16) 24 Haziran'la birlikte Türkiye'nin önündeki tam
diktatörlük yolunun tamamen açılmış durumda olduğu, yeni sistemle birlikte tek
adamın eline inanılmaz yetkilerin geçmiş olmasına bağlı olarak ülkedeki krizin
giderek büyüyeceği ve bütün bunların da devasa bir çıkmaza işaret ettiği ortadadır.
17) Bugünden bundan sonrasına bakarak, ülkenin içine sokulduğu bu
çıkmazın büyüyerek devam edeceğini ve bir tek adamın bu büyüyen çıkmazla başa
çıkmasının hayli zor olduğunu, buna bağlı olarak da dünden daha çok sertleşip
despotlaşabileceğini söylemek mümkündür.
18) Böyle bir sürecin sonu ise kaçınılmaz bir biçimde Erdoğan’ın
Türkiye’yi asla yönetemeyeceğine çıkacaktır. Çünkü ülkenin kriz tablosu Erdoğan’la
başlamıştır ve onun iktidarıyla büyümektedir. Öte yandan her “yönetememe durumu”nun
kendi içerisinde yepyeni seçenekler taşıdığını da unutmamak gerekir.
19) Geldiğimiz noktada Türkiye’nin temel ve öncelikli sorunu,
defolu, yetenekleri kısıtlı, ortalama ahlak standartlarına pek oturmayan, sığ,
dar ufuklu bir kafa yapısının ülke yönetiminin en üst noktasında bulunması ve
halkın yarısından fazlasının da bu drama, bu trajediye onay veriyor olmasıdır.
20) İşte her türden muhalefetin yeniden adımlamaya başlaması
gereken yolun başlangıcı Erdoğan’a verilen bu onay ve bunun nedenlerinin en
gerçekçi bir biçimde ortaya çıkarılması noktasıdır.
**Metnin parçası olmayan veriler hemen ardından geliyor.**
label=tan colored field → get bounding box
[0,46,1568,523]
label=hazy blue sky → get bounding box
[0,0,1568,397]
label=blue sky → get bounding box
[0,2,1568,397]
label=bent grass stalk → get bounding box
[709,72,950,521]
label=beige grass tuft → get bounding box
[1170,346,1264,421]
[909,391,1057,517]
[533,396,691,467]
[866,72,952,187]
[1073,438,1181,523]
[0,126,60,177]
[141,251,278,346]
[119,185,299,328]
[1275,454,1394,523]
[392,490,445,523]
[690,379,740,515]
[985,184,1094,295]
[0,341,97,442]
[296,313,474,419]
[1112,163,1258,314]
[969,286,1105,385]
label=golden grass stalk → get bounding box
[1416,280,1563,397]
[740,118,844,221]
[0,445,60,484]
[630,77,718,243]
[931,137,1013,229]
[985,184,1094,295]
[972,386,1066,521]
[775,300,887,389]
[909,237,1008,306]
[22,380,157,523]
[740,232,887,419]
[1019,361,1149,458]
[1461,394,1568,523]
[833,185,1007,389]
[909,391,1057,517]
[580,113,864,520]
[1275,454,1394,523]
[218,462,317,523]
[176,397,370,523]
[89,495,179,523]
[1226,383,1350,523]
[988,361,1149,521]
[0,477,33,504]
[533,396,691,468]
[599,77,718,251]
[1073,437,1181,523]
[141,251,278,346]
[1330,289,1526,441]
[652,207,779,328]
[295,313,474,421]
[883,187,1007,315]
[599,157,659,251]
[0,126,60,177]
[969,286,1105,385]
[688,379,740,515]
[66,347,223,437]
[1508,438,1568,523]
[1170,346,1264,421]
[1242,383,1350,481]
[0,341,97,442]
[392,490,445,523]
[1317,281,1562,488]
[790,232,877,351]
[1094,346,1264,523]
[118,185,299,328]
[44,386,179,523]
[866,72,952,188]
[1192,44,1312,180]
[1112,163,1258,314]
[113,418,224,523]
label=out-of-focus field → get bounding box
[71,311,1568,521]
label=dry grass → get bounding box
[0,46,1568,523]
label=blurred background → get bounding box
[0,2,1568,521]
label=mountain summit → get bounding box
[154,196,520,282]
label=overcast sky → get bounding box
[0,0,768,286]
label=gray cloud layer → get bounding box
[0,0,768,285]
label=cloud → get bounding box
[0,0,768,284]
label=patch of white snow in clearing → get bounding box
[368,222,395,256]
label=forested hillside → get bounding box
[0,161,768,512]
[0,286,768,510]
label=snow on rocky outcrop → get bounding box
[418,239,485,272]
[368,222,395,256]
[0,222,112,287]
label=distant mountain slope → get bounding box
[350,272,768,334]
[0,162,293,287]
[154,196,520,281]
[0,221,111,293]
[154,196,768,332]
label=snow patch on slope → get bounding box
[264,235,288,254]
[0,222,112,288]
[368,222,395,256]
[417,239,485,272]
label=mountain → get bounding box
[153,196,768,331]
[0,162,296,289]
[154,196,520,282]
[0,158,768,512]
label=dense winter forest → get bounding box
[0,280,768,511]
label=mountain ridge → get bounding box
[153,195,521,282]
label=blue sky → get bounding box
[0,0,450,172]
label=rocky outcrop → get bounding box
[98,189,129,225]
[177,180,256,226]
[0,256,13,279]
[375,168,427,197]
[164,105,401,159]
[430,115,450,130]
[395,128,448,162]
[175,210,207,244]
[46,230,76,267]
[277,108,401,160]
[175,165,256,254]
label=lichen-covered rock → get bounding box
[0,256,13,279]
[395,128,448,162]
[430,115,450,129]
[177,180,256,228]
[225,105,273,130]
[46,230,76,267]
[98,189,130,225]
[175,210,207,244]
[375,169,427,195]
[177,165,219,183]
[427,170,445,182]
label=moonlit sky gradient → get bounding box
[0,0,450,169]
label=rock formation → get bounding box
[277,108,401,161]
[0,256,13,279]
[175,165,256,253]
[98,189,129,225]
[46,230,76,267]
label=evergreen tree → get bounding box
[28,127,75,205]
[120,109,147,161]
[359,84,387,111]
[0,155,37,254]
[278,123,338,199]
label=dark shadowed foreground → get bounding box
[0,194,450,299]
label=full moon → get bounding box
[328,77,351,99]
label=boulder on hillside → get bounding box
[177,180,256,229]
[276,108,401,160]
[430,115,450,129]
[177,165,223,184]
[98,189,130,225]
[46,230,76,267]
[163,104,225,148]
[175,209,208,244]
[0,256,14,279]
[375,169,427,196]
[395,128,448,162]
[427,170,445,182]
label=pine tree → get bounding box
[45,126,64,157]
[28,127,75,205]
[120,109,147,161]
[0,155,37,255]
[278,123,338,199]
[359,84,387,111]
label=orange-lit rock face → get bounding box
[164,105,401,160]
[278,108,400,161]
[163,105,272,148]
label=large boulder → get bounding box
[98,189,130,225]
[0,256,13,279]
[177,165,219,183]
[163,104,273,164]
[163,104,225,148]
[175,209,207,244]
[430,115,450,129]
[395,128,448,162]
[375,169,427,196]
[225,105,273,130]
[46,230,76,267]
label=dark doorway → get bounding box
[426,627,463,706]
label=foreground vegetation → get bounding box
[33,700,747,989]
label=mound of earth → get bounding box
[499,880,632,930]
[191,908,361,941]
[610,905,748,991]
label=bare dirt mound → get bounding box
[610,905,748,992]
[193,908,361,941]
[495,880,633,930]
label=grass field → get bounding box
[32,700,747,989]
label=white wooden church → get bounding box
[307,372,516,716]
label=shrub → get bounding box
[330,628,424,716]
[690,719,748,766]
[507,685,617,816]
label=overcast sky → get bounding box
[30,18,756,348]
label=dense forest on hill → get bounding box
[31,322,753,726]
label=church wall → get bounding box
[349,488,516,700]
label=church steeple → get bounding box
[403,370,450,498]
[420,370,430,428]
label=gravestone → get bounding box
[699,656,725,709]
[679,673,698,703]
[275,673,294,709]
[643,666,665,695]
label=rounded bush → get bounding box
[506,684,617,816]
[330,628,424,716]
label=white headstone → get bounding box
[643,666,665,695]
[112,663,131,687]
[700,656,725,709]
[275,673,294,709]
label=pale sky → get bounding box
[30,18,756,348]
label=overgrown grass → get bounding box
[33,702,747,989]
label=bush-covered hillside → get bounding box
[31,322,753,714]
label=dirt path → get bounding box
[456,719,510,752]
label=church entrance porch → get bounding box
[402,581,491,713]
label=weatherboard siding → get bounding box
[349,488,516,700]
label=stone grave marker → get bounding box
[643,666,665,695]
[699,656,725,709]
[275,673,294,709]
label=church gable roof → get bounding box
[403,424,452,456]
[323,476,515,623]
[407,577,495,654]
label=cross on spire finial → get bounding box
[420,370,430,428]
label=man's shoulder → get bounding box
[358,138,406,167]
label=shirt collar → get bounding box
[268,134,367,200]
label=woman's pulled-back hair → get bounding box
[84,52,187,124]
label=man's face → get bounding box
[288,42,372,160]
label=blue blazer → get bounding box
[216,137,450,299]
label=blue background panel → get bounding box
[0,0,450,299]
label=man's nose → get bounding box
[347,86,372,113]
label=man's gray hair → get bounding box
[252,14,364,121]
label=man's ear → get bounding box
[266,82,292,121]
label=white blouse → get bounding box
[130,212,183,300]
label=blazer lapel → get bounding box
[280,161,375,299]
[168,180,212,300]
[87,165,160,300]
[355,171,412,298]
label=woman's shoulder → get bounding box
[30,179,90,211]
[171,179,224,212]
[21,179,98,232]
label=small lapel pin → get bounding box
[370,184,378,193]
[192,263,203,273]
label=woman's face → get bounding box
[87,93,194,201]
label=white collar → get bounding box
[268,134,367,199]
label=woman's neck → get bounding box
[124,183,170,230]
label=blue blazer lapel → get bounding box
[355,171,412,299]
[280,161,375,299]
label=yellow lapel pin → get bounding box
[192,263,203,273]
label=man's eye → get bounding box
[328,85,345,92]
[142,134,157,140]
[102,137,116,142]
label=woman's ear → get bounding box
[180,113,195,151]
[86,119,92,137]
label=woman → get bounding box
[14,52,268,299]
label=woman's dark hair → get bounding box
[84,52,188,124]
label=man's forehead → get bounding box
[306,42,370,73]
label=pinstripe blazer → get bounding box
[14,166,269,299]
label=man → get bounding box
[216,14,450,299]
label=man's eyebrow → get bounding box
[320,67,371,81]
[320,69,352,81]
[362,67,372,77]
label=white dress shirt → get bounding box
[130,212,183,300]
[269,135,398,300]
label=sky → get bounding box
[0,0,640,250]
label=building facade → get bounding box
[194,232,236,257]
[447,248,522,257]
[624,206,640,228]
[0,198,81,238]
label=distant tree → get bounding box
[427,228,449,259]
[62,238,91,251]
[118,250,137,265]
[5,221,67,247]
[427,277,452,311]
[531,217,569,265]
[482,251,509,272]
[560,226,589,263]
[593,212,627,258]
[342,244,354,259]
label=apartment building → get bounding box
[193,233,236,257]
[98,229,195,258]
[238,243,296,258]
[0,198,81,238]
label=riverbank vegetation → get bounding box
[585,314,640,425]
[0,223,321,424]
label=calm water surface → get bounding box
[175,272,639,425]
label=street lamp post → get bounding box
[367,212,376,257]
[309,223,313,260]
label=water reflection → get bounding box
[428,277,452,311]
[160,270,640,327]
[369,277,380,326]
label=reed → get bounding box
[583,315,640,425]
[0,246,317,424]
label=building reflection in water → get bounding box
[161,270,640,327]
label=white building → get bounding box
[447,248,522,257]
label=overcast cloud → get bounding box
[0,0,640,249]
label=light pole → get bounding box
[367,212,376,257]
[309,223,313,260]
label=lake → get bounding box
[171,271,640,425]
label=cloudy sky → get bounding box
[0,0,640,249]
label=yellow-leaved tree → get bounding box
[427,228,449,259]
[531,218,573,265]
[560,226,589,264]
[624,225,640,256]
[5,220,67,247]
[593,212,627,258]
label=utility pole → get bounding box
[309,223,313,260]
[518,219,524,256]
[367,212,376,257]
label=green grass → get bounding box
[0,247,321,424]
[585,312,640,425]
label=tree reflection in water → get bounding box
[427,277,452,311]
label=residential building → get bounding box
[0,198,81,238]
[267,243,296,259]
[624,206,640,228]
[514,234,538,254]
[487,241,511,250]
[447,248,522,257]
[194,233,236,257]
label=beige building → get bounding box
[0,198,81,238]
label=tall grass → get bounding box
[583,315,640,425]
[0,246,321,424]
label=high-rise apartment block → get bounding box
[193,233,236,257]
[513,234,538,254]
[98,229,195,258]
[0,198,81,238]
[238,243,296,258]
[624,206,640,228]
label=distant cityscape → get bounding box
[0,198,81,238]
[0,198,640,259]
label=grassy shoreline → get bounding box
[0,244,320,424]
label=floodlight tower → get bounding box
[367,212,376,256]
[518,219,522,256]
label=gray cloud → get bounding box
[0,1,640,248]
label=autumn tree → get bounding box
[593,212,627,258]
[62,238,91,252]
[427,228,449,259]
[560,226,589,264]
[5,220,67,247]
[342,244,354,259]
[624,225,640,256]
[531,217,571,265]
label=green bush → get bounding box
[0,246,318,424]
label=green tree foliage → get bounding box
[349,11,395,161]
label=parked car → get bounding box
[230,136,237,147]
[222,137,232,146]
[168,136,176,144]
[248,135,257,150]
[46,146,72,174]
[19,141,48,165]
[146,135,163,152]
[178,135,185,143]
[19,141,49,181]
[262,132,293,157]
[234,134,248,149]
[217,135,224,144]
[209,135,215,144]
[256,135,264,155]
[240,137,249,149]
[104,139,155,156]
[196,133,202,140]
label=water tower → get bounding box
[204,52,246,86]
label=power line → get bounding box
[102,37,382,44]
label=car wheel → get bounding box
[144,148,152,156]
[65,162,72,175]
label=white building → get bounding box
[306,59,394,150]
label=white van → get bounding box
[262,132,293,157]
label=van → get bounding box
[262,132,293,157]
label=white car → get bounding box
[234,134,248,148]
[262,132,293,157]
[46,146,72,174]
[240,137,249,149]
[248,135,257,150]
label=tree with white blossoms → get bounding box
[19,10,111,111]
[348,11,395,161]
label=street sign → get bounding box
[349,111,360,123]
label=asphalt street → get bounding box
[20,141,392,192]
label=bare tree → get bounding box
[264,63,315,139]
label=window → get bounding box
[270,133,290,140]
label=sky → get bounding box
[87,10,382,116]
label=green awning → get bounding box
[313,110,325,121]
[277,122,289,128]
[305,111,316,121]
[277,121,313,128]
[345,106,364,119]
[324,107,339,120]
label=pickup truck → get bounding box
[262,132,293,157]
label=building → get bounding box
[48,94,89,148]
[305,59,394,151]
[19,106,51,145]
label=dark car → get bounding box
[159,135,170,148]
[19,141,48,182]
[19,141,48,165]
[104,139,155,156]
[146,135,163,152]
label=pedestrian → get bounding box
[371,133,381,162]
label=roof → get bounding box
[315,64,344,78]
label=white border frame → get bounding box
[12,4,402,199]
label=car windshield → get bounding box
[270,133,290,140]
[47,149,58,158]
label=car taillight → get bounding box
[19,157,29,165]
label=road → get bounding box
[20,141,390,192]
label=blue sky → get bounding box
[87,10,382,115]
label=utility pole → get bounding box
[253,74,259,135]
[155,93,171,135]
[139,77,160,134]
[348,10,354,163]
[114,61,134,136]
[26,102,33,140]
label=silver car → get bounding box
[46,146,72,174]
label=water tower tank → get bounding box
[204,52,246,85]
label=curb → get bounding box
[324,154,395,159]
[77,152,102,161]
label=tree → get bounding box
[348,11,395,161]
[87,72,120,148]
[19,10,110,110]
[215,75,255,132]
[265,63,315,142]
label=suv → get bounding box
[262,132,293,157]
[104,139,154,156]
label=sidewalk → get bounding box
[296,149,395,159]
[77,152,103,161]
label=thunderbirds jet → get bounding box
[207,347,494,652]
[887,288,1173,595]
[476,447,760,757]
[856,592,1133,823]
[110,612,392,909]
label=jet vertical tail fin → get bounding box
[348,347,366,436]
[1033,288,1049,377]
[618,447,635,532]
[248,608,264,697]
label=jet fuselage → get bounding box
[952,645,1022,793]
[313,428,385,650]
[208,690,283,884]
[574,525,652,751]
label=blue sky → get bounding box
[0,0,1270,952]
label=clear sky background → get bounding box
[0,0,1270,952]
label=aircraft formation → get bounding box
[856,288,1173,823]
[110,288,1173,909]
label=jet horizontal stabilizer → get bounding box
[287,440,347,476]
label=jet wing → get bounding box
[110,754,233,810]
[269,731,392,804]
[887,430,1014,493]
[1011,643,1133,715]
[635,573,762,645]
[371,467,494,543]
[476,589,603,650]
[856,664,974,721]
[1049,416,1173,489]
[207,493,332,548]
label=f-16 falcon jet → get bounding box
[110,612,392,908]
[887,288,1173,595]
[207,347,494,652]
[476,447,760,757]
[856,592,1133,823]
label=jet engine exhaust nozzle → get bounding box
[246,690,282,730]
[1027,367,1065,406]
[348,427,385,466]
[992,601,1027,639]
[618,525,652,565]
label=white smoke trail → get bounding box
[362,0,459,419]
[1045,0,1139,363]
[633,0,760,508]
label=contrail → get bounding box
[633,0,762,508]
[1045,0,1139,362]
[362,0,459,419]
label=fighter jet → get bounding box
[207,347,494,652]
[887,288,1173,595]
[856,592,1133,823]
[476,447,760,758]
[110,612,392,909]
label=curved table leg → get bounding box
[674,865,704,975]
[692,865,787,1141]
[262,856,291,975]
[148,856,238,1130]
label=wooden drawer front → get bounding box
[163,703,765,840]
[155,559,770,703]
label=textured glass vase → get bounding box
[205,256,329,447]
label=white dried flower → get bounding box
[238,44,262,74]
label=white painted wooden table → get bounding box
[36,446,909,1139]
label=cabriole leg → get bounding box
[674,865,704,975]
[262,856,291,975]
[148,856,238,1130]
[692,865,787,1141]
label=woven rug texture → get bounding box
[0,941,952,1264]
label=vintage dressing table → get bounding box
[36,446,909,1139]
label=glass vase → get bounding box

Çünkü Erdoğan 16 yıl boyunca sözünü ettiğimiz bu onayın
sahiplerinin ellerine para verdi, kilerlerini doldurdu. Onlar da onaylarını
adeta bir ömür boyu noktasına çıkarttılar.
21) Kampanyası boyunca Muharrem İnce’nin klasik CHP çizgisi
dışına çıkmış olması, Demirtaş ziyareti, Hakkari başlangıcı, HDP’li olmayan
birçok kişinin barajı aşması için HDP’ye oy vermesi, sosyalistlerin öne çıkmış
isimlerinin meclise girmeleri, mitinglerinin canlılığı ve bu canlılığın
yarattığı ilgi, kabarttığı umut hiç kuşkusuz sevindirici, altı çizilmesi
gereken ve bundan sonrası için tek tek birer sıçrama noktaları olarak kabul
edilmesi gereken veriler biçiminde önümüzde durmaktadır. Yeni başlangıçların
işte bu veriler üzerine oturtulması ve bu verilerin asla peşlerinin
bırakılmaması elbette en akılcı olandır.
22) Basbayağı “baskın” olan 24 Haziran seçim kararı alındığında,
bütün bir muhalefetin hep birlikte bu seçimi boykot etme kararı almamış olması büyük
bir ihtimalle ıskalanmış çok büyük bir mücadele olanağı olarak ne yazıktır ki akıllarda
hep kalacaktır. Referandumda hayır denilen bir garabetin yine hayır diyenlerce
oylanmasının akıl ve mantıkla açıklanabilecek bir yanının pek olmadığı
aşikardır. O referandumda örgütlenen o çok geniş “Hayır Cephesi”nin yakaladığı
oy oranının 24 Haziran’da yakalanamamış olması gerçeğini az önce altını
çizdiğimiz ıskalamayla açıklamak elbette ki mümkündür. Boykotu bir silah olarak
hayata geçirmek ve seçim yerine sokak demek, Erdoğan-Bahçeli birlikteliğini hem
ülke genelinde ve hem de uluslararası kamuoyu önünde yalnızlaştıracak, ardından
da örgütlenmeleri pek ala mümkün olan sokak gösterileriyle son kertede bir halk
hareketini hedeflemek şeklinde kabaca özetlenebilecek bir mücadele olanağı hayata
geçirilememiştir. Demin de söylediğimiz gibi, ıskalanmış böylesine önemli bir olanak,
beraberinde taşıyacağı görkemli bir “keşke”yle birlikte akıllarda kalmaya devam
edecektir.
(HAYRİ GÜNEL)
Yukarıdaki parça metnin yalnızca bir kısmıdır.